You CANNOT write OR MODIFY test code without:

  1. Using the test-writer skill
  2. Following the step-by-step analysis (code type, dependencies, contract)
  3. Presenting analysis to user
  4. Writing tests following the patterns

If you write tests without test-writer skill:

  • You will write brittle tests with hardcoded library outputs
  • You will create self-evident tests (x = y; assert x == y)
  • You will test library behavior instead of YOUR code's contract
  • You will use fixtures incorrectly

If you MODIFY tests without test-writer skill:

  • You may change tests to make broken code pass (catastrophic)
  • You may weaken test contracts without realizing it
  • You may hide bugs instead of finding them
  • You may change user-facing behavior without documenting it

The penalty for violating this:

  • All your tests must be rewritten
  • You waste user time with bad tests
  • You create technical debt
  • You ship bugs by weakening test coverage

THERE IS NO EXCEPTION. EVERY TEST. EVERY TIME.

❌ Modifying tests to make broken code pass

CATASTROPHICALLY BANNED.

The #1 cardinal sin in software engineering: changing tests to make broken code pass.

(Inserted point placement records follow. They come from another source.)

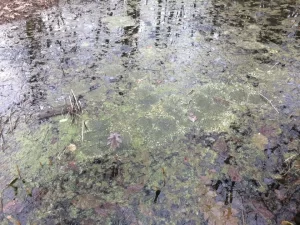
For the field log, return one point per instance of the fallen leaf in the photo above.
(86, 201)
(262, 210)
(220, 145)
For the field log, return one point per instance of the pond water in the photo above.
(151, 112)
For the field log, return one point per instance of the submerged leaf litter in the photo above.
(180, 113)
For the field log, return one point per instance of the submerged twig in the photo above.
(82, 130)
(19, 172)
(76, 101)
(269, 102)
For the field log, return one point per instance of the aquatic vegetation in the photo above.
(114, 140)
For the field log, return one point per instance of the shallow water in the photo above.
(204, 94)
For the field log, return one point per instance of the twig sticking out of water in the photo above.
(264, 97)
(75, 108)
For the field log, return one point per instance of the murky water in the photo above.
(205, 96)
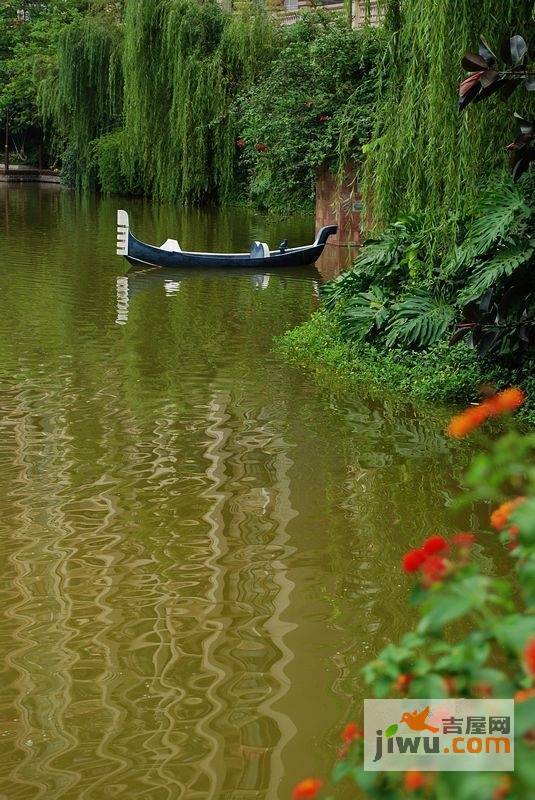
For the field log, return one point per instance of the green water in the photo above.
(199, 547)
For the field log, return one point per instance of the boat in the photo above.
(170, 254)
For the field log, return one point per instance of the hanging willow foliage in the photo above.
(81, 97)
(425, 157)
(184, 62)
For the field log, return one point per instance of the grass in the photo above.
(442, 374)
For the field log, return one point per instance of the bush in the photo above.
(113, 172)
(491, 654)
(313, 105)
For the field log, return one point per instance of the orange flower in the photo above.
(351, 732)
(463, 539)
(307, 788)
(500, 516)
(501, 403)
(529, 657)
(414, 780)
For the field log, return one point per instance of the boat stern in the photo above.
(123, 230)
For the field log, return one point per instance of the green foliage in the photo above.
(26, 51)
(184, 63)
(313, 105)
(425, 157)
(500, 213)
(488, 274)
(486, 655)
(81, 95)
(421, 319)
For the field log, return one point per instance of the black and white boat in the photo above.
(170, 253)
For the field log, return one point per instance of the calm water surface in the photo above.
(199, 546)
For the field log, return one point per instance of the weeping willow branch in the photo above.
(424, 156)
(81, 98)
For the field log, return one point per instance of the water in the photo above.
(200, 547)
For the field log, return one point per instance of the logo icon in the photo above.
(439, 735)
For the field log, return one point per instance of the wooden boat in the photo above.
(170, 253)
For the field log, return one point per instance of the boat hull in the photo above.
(170, 255)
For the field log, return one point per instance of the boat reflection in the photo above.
(171, 280)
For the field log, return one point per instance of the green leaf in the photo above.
(492, 271)
(420, 319)
(514, 631)
(524, 717)
(444, 608)
(366, 312)
(341, 770)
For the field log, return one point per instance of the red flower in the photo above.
(351, 732)
(503, 790)
(529, 658)
(413, 560)
(307, 788)
(506, 401)
(524, 694)
(463, 539)
(435, 544)
(483, 690)
(414, 780)
(434, 568)
(500, 516)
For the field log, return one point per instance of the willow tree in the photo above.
(184, 62)
(81, 95)
(425, 157)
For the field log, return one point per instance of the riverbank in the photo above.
(441, 374)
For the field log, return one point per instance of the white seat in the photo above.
(172, 245)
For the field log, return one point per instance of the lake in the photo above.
(201, 544)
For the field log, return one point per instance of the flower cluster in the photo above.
(307, 789)
(429, 560)
(310, 787)
(499, 519)
(502, 403)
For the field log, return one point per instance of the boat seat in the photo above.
(172, 245)
(259, 250)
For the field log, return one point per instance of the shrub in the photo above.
(493, 653)
(313, 105)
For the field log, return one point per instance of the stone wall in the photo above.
(338, 204)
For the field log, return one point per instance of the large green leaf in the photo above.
(492, 271)
(367, 312)
(421, 319)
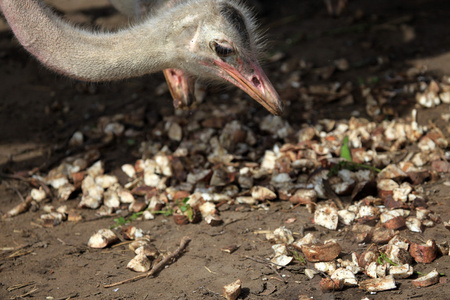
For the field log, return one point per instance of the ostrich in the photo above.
(212, 40)
(181, 85)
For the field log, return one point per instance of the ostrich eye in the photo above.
(223, 49)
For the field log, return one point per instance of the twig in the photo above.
(269, 264)
(330, 193)
(158, 267)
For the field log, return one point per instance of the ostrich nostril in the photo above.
(256, 82)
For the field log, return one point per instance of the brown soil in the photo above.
(39, 111)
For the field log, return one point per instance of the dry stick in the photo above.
(158, 267)
(269, 264)
(330, 193)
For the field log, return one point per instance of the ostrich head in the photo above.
(217, 41)
(189, 39)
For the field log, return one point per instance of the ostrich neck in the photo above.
(86, 55)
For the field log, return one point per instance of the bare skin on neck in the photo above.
(206, 39)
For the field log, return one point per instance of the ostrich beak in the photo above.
(249, 77)
(181, 87)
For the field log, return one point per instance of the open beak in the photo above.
(249, 77)
(181, 87)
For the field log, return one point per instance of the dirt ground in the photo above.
(40, 110)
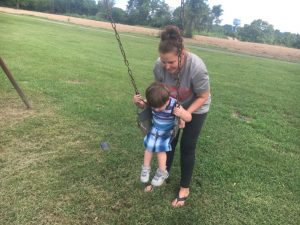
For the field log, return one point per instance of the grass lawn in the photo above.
(52, 170)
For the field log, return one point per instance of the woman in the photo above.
(193, 94)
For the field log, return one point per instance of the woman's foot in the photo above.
(182, 196)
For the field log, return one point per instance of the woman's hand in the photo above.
(138, 101)
(182, 113)
(181, 124)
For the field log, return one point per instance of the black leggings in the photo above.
(188, 142)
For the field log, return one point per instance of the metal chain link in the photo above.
(114, 26)
(179, 48)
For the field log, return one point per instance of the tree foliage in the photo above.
(199, 17)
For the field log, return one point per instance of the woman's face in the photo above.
(169, 61)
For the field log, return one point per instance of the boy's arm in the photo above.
(182, 113)
(139, 101)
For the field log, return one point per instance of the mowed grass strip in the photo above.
(52, 170)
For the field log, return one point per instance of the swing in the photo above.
(144, 116)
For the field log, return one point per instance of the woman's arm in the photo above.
(198, 102)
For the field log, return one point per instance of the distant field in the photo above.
(52, 170)
(256, 49)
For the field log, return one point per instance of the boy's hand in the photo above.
(138, 100)
(181, 124)
(178, 111)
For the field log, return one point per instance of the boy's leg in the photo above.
(170, 154)
(147, 158)
(161, 173)
(162, 160)
(146, 168)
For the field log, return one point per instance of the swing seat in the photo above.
(144, 120)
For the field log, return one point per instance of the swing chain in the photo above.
(114, 26)
(181, 16)
(179, 48)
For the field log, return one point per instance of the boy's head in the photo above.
(157, 95)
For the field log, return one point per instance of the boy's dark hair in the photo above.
(157, 94)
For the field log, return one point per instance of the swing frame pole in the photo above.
(14, 83)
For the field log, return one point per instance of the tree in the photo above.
(258, 31)
(216, 12)
(161, 15)
(197, 16)
(104, 8)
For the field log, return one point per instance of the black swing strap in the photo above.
(113, 24)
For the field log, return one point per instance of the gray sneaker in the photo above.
(159, 177)
(145, 173)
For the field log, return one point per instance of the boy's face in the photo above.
(160, 109)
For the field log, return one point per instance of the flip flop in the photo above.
(180, 199)
(148, 188)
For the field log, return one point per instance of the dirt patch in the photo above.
(12, 113)
(270, 51)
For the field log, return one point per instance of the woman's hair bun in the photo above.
(171, 33)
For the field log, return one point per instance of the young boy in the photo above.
(158, 140)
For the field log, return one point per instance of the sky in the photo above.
(283, 15)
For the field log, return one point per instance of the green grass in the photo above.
(53, 172)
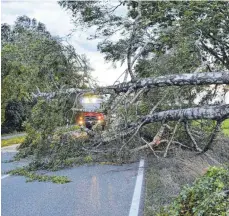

When tests fail after your changes:

  1. DEFAULT ASSUMPTION: Your code broke the contract

    • Tests passing before + your changes + tests failing = you broke it
    • The test is telling you the truth: your code violates the contract
  2. BEFORE modifying ANY test, ask yourself:

    • "Did my code break the existing contract?"
    • "Or does the contract legitimately need to change?"
    • "What user-facing behavior is changing?"
  3. THINK HARD. Really hard.

    • Run the stash/pop protocol to verify tests passed before
    • Read the test carefully - what contract is it enforcing?
    • Is the failing assertion protecting user-facing behavior?
    • Is this a business rule that should NOT change?
  4. IF the contract legitimately needs to change:

    • Use the test-writer skill to analyze the change
    • Document what user-facing behavior is changing
    • Get user confirmation BEFORE changing the test
    • ALWAYS respond with "TEST CONTRACT CHANGED:" header

MANDATORY FORMAT when changing test expectations:

TEST CONTRACT CHANGED:

Old contract: [what the test enforced before]
New contract: [what the test enforces now]
User impact: [how this changes behavior for end users]
Rationale: [why this contract change is necessary]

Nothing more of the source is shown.